Leading companies are responding by transforming stores into digitally enriched experience hubs, where smart displays, augmented reality, and in-store navigation kiosks facilitate the purchasing journey. In this scenario, inventory automation and data unification become fundamental. This is a lesson championed by Shopify, which is betting big on Shopify POS and shared a map to explore iconic brands in Manhattan that have chosen Shopify to connect online and offline.
Integrating warehouse and sales systems (for example, through a connected POS) means being able to serve customers anywhere in the store, keeping availability, pricing, orders, and returns aligned across all touchpoints.
Retail Tour in New York: Brands Choosing Shopify POS
During NRF 2025, Shopify brought the concept of unified commerce to life through a shared map inviting retailers and partners to experience it directly in-store. It was a proper tour through SoHo, Nolita, and Spring Street, designed to observe how iconic brands are using Shopify POS as a single director for both online and physical retail.
In stores like Away, Everlane, Glossier, Mejuri, Alo Yoga, A.P.C., or Allbirds, Shopify POS functions as a natural extension of eCommerce. Staff can access stock, orders, and customer profiles in real-time, sell anywhere in the store, manage cross-channel returns, and offer consistent service, regardless of where the purchase originated.
The visit to the Shopify NY Space on Greene Street was truly unique, a living space designed to host events, meetings and, on rotation, brands that use Shopify. Here, unified commerce takes shape in an even more tangible way, acting as a true experiential hub.
The stores highlighted by Shopify at NRF 2025:
Away Luggage address 364 Lafayette St.
Goriana address 266 Elizabeth St
Everlane address 28 Prince St
Mejuri address 42 Prince St
OAK + FORT address 68 Spring St
allbirds address 73 Spring St
Glossier address 72 Spring St
PAIGE Soho address 460 Brome St
Alo Yoga address 96 Spring St
A.P.C. address 131 Morcer St
Jenni Kayne Home Soho address 121 Greene St
Sporty & Rich address 133 Greene St
Shopify NY Space 131 Greene St
Automation that Frees Human Talent
Contrary to widespread fears, automation in 2025 is not aiming to replace people, but to empower them.
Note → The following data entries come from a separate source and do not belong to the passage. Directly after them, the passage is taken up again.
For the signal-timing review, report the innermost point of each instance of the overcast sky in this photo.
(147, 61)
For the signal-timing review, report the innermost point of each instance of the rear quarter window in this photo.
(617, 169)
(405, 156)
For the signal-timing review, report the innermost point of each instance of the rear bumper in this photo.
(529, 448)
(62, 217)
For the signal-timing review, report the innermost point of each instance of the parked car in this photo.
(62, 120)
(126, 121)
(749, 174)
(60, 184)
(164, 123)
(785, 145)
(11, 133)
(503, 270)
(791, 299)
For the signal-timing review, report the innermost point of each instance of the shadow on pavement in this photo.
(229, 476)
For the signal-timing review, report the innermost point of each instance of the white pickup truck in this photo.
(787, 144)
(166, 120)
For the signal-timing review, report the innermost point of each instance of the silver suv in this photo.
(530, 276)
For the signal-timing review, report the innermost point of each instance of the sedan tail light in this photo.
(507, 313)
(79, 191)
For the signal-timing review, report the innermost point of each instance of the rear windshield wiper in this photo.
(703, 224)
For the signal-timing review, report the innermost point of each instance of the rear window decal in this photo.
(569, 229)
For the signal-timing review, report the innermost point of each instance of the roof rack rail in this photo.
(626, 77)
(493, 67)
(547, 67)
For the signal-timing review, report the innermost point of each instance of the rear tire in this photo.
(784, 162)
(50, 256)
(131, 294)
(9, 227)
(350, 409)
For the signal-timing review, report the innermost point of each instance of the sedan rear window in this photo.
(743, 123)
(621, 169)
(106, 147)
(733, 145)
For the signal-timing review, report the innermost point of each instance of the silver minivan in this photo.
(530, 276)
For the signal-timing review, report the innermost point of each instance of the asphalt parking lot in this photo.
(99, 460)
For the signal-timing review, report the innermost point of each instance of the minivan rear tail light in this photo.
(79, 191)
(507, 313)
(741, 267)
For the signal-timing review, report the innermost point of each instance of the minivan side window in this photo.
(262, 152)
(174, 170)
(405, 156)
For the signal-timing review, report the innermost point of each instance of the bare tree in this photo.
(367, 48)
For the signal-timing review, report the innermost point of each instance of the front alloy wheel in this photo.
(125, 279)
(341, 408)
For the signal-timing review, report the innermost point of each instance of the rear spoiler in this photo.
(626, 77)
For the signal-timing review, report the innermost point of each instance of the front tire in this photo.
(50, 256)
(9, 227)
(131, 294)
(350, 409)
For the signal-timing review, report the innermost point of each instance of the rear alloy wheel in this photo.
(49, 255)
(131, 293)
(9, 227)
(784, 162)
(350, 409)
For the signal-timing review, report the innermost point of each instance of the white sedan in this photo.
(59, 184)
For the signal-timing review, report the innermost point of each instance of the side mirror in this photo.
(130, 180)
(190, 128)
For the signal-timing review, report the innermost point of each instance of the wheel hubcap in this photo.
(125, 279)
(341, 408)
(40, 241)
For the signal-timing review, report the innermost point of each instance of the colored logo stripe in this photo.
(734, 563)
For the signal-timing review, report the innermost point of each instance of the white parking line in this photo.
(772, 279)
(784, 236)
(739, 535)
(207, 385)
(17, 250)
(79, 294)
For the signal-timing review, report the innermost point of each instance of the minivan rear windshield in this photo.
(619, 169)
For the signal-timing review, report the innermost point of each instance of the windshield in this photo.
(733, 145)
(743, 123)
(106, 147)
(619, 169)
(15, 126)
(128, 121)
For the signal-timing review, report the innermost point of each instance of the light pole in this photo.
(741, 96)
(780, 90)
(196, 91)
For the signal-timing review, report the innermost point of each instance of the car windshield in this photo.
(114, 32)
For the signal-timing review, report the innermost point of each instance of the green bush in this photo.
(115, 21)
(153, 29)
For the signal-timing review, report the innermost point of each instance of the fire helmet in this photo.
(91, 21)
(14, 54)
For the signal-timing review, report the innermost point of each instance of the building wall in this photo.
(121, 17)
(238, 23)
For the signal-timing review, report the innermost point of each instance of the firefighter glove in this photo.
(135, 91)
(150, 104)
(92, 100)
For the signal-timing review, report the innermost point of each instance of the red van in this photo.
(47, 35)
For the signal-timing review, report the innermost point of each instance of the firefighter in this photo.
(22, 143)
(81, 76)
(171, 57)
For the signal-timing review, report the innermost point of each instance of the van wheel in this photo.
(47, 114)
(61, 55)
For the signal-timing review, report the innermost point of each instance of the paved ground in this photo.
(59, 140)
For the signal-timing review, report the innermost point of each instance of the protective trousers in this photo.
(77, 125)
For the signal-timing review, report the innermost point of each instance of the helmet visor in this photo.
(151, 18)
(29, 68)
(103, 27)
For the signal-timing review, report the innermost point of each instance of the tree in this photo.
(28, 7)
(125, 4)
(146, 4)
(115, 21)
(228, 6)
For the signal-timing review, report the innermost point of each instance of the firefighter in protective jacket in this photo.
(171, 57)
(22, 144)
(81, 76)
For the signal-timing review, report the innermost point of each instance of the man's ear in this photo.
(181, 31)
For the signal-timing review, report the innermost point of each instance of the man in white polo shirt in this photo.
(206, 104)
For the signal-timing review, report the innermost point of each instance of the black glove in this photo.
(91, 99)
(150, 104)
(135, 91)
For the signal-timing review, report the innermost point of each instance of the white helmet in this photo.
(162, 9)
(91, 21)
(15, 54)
Forward-thinking retailers are using AI to handle administrative and routine tasks, freeing up precious time so staff can focus on what really matters: listening, advising, solving problems, and building relationships.
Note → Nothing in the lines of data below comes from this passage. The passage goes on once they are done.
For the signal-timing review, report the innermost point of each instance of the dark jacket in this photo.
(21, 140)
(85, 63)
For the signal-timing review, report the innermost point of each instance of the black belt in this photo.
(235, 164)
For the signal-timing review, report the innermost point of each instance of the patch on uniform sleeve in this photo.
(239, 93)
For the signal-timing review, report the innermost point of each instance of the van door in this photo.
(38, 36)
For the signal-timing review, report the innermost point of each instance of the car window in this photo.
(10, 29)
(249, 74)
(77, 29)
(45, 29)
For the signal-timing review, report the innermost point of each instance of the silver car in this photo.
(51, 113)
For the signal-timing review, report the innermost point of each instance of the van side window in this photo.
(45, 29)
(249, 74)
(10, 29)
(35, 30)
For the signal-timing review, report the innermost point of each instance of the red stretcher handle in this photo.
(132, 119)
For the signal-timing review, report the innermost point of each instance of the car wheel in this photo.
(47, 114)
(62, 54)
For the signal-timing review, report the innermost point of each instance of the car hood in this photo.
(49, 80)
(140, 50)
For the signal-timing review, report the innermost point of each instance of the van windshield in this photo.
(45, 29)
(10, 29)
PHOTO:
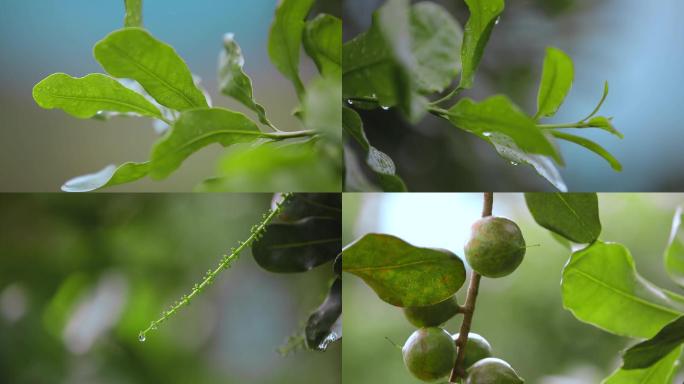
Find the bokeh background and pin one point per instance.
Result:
(635, 45)
(521, 315)
(80, 276)
(42, 149)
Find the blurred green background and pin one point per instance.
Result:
(634, 44)
(42, 149)
(521, 315)
(80, 276)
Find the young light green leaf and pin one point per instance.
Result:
(323, 43)
(661, 372)
(402, 274)
(649, 352)
(556, 81)
(674, 253)
(285, 37)
(604, 123)
(85, 97)
(196, 129)
(109, 176)
(498, 114)
(321, 110)
(135, 54)
(133, 13)
(483, 16)
(233, 81)
(590, 145)
(601, 281)
(575, 216)
(544, 165)
(380, 163)
(436, 42)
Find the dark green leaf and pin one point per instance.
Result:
(590, 145)
(556, 81)
(600, 286)
(325, 324)
(133, 53)
(498, 114)
(380, 163)
(483, 16)
(574, 216)
(196, 129)
(299, 166)
(87, 96)
(544, 165)
(133, 13)
(649, 352)
(285, 39)
(674, 253)
(298, 246)
(107, 177)
(233, 81)
(662, 372)
(323, 43)
(436, 42)
(402, 274)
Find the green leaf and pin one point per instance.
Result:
(133, 13)
(600, 286)
(402, 274)
(234, 82)
(299, 246)
(109, 176)
(324, 326)
(285, 37)
(378, 64)
(135, 54)
(436, 42)
(662, 372)
(85, 97)
(574, 216)
(483, 16)
(196, 129)
(498, 114)
(556, 81)
(590, 145)
(380, 163)
(323, 43)
(674, 253)
(299, 166)
(649, 352)
(544, 165)
(321, 108)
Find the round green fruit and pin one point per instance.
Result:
(429, 353)
(492, 371)
(477, 348)
(432, 315)
(496, 247)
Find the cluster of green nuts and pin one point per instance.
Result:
(495, 249)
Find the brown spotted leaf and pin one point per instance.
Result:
(402, 274)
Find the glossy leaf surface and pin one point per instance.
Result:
(575, 216)
(402, 274)
(87, 96)
(601, 281)
(133, 53)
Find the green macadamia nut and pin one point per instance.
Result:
(496, 247)
(429, 353)
(477, 348)
(492, 371)
(432, 315)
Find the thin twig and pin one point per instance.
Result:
(469, 306)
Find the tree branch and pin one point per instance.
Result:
(469, 306)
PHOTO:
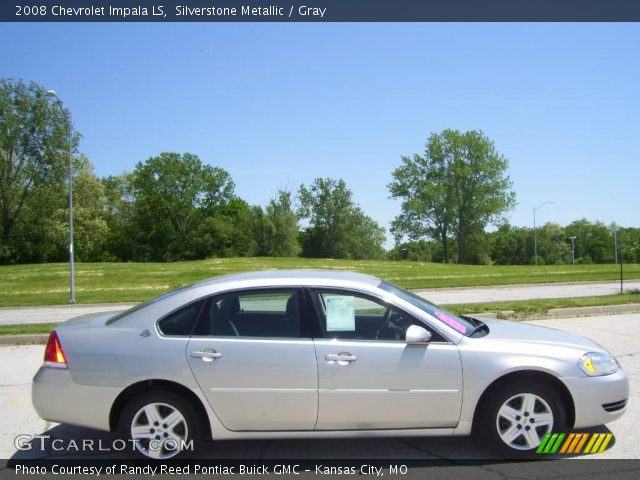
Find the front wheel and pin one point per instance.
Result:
(160, 425)
(516, 417)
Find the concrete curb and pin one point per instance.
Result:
(30, 339)
(565, 312)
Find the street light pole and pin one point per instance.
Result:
(535, 236)
(573, 250)
(72, 299)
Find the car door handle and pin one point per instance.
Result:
(341, 358)
(207, 355)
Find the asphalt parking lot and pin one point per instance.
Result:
(619, 333)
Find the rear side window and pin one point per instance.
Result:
(255, 313)
(182, 321)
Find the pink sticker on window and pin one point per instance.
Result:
(452, 322)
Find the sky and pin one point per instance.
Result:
(277, 105)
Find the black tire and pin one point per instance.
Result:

This approach strengthens both culture and efficiency. When technology absorbs repetitive tasks, people can bring their value where it makes the difference: the experience. And in a market dominated by speed, this very combination becomes decisive.
This is where the concept of operational elasticity comes into play: the ability to rapidly adapt operations, inventory, and staff to demand fluctuations. It is a competence rather than a function. And it is what protects profitability when the market accelerates, changes direction, or becomes unpredictable.
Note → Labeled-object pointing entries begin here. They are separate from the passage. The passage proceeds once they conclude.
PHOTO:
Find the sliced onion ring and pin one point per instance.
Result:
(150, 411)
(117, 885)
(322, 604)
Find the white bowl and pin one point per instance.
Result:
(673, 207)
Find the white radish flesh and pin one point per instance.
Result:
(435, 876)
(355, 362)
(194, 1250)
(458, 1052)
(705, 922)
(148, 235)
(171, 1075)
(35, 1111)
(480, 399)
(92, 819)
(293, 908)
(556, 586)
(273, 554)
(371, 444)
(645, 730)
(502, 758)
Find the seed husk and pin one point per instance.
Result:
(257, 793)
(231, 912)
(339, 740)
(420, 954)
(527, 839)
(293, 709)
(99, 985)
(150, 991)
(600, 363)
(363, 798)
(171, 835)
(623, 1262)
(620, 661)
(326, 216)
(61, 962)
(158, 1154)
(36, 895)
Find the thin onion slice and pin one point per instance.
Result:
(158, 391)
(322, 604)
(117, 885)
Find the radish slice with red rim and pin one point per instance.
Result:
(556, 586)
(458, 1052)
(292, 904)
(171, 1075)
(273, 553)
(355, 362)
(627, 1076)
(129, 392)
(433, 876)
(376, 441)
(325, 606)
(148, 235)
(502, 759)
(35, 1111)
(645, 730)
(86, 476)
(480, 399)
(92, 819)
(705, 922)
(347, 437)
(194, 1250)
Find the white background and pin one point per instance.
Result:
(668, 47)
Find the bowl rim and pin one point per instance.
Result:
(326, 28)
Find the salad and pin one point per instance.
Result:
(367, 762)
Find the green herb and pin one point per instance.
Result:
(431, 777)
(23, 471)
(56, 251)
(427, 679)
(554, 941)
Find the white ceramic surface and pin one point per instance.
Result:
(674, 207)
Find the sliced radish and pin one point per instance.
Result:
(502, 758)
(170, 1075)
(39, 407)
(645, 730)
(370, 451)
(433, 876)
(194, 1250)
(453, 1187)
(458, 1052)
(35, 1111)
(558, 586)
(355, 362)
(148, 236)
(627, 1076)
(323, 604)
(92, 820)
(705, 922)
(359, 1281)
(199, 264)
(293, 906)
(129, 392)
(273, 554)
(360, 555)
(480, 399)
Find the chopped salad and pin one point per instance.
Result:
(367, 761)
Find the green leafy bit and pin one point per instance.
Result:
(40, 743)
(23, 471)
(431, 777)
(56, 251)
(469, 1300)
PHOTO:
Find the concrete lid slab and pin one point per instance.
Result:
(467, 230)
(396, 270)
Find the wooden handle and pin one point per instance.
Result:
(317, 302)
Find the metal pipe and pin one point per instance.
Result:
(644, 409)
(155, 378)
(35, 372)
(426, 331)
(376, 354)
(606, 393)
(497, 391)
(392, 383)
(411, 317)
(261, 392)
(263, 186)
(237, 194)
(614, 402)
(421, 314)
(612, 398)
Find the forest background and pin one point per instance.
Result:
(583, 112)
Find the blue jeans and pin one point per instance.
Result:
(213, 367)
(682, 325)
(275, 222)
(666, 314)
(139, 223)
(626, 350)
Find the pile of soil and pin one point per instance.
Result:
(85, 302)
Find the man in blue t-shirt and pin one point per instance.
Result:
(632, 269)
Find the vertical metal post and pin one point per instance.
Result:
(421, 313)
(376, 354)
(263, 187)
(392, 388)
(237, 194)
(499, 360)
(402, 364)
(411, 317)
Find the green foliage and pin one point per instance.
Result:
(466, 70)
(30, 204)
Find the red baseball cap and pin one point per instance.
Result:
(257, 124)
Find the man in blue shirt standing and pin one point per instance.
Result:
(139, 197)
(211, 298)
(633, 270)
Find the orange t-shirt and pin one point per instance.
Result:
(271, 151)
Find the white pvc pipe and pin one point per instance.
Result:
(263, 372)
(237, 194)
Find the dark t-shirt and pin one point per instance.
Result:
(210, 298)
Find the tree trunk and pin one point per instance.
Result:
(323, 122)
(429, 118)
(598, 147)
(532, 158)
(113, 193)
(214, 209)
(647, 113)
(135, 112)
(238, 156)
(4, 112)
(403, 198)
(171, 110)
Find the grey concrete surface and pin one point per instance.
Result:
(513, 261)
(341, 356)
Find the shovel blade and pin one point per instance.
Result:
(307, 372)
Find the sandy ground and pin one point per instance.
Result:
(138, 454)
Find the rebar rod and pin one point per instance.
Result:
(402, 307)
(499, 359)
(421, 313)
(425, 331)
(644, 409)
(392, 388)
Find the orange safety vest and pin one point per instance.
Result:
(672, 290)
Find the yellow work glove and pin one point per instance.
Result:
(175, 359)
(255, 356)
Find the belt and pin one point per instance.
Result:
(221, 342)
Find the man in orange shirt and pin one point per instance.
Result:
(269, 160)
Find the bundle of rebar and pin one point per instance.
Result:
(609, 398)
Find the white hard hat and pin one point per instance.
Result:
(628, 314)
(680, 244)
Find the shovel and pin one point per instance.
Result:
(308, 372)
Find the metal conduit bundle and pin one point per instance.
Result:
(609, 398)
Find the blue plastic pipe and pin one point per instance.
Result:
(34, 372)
Prepare for the Future with a Strategic Ecosystem
To win the challenge of 2025, adopting a technology is not enough. You need to embrace an adaptive business ecosystem.
Collaboration between platforms and technology partners is what allows innovation at a speed that is difficult to achieve alone, especially when connecting data, processes, and customer experience without creating unnecessary complexity.
Whether it is about intercepting new habits (such as social commerce and new generations) or protecting data and trust with solid governance practices, the point remains the same: transforming disruption into an opportunity for reinvention.
In other words, the winner isn't the one who "does more AI", but the one who uses it to make the experience simpler and the organisation more elastic. 2025 will not reward perfect projects, but those who experiment well, measure quickly, and scale what works.